Format-agnostic parser for Illumina SampleSheet.csv files — supports IEM V1 and BCLConvert V2

These details have not been verified by PyPI

Project links

Project description

samplesheet-parser

Format-agnostic parser for Illumina SampleSheet.csv files.

Supports both the classic IEM V1 format (bcl2fastq era) and the modern BCLConvert V2 format (NovaSeq X series) — with automatic format detection, bidirectional conversion, index validation, Hamming distance checking, diff comparison, and programmatic sheet creation.

samplesheet-parser overview

SampleSheetFactory auto-detects the format and routes to the correct parser. Both formats share a common interface — SampleSheetConverter handles bidirectional conversion, SampleSheetValidator catches index and adapter issues, SampleSheetDiff compares two sheets across any combination of V1/V2 formats, and SampleSheetWriter builds or edits sheets programmatically.

The problem this solves

Labs running mixed instrument fleets — older NovaSeq 6000 alongside newer NovaSeq X series — produce two incompatible SampleSheet formats. BCLConvert V2 sheets use [BCLConvert_Settings] / [BCLConvert_Data] sections, OverrideCycles for UMI encoding, and FileFormatVersion in the header. IEM V1 sheets use IEMFileVersion and a flat [Data] section.

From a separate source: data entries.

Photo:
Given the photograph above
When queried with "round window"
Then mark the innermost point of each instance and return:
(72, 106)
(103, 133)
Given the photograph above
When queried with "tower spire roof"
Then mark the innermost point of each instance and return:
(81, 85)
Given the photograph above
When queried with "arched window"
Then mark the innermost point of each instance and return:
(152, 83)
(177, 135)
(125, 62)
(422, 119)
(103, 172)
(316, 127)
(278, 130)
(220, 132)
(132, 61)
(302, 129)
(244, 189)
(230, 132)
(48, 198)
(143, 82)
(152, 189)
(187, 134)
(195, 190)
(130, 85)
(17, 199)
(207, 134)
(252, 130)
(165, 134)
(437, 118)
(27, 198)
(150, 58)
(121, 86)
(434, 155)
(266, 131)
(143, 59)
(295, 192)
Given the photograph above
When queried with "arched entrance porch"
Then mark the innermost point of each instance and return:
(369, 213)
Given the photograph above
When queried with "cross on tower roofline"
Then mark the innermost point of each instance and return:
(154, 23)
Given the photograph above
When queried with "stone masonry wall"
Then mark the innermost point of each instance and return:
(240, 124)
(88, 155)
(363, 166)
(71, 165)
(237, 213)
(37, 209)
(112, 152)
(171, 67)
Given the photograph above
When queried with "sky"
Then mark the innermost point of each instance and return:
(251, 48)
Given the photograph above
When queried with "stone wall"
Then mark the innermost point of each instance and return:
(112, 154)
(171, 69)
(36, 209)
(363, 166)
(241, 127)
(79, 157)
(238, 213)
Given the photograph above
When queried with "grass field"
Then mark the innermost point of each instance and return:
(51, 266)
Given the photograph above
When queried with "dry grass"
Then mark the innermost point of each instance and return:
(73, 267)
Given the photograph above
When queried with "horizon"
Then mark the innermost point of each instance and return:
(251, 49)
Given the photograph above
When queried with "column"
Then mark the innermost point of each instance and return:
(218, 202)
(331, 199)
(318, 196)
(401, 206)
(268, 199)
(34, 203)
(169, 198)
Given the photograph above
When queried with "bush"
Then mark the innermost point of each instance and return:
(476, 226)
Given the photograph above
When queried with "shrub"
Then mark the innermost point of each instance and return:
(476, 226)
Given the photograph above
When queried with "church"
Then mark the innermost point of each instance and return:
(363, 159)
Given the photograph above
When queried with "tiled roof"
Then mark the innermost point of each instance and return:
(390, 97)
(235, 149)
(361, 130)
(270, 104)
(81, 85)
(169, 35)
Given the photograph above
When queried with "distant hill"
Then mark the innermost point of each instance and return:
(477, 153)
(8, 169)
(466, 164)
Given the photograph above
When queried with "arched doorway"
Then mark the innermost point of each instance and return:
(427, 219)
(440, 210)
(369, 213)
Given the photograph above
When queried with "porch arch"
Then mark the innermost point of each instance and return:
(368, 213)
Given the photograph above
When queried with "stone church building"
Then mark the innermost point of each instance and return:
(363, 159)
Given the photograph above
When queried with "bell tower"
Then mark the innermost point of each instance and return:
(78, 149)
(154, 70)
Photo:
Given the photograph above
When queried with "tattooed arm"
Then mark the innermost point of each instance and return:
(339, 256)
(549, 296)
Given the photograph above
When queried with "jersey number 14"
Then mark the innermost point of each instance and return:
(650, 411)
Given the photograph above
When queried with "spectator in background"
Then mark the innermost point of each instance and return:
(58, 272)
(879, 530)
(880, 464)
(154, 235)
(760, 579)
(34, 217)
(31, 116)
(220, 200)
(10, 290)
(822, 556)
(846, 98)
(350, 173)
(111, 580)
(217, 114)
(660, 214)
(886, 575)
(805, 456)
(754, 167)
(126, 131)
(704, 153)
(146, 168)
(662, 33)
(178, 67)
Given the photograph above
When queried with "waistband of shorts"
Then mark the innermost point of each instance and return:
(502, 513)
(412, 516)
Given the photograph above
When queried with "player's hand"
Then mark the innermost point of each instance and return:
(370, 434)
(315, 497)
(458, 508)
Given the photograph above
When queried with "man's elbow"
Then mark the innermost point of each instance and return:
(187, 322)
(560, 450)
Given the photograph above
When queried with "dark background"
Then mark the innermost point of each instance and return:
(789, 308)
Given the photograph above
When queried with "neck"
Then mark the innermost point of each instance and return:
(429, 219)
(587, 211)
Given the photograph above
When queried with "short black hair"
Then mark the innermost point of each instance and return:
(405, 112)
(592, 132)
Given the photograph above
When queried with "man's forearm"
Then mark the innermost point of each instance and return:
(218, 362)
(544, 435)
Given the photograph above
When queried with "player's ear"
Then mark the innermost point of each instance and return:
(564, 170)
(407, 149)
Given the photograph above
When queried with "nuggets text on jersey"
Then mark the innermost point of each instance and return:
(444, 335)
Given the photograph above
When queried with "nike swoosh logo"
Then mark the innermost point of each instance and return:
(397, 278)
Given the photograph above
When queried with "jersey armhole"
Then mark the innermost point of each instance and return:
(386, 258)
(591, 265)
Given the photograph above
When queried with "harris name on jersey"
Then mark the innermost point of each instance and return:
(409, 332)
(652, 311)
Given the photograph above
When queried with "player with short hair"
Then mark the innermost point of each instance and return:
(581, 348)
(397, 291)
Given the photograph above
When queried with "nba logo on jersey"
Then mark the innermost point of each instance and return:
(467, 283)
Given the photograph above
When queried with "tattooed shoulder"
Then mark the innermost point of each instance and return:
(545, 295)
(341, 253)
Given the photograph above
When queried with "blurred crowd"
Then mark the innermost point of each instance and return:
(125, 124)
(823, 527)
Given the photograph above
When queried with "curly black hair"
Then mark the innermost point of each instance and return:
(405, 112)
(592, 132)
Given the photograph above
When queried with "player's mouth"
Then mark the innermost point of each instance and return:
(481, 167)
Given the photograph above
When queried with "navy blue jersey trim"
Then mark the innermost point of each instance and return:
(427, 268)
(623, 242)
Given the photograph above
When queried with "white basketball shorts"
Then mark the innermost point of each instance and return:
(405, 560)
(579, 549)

Existing tools either hard-code one format or require the caller to know which format they have. samplesheet-parser auto-detects the format, exposes a consistent interface for both, converts between formats, validates index integrity (including Hamming distance), diffs sheets to catch accidental changes before a run starts, and writes new sheets programmatically — so you never have to hand-edit a CSV again.

Installation

pip install samplesheet-parser

Requires Python 3.10+. No mandatory dependencies beyond loguru.

Quickstart

Auto-detect format (recommended)

from samplesheet_parser import SampleSheetFactory

factory = SampleSheetFactory()
sheet = factory.create_parser("SampleSheet.csv", parse=True)

print(factory.version)      # SampleSheetVersion.V1 or .V2
print(sheet.index_type())   # "dual", "single", or "none"

for sample in sheet.samples():
    print(sample["sample_id"], sample["index"])

V1 parser directly

from samplesheet_parser import SampleSheetV1

sheet = SampleSheetV1("SampleSheet.csv")
sheet.parse()

print(sheet.experiment_name)   # "MyRun_20240115"
print(sheet.read_lengths)      # [151, 151]
print(sheet.adapters)          # ["CTGTCTCTTATACACATCT"]
print(sheet.index_type())      # "dual"

for sample in sheet.samples():
    print(sample["sample_id"], sample["index"], sample["index2"])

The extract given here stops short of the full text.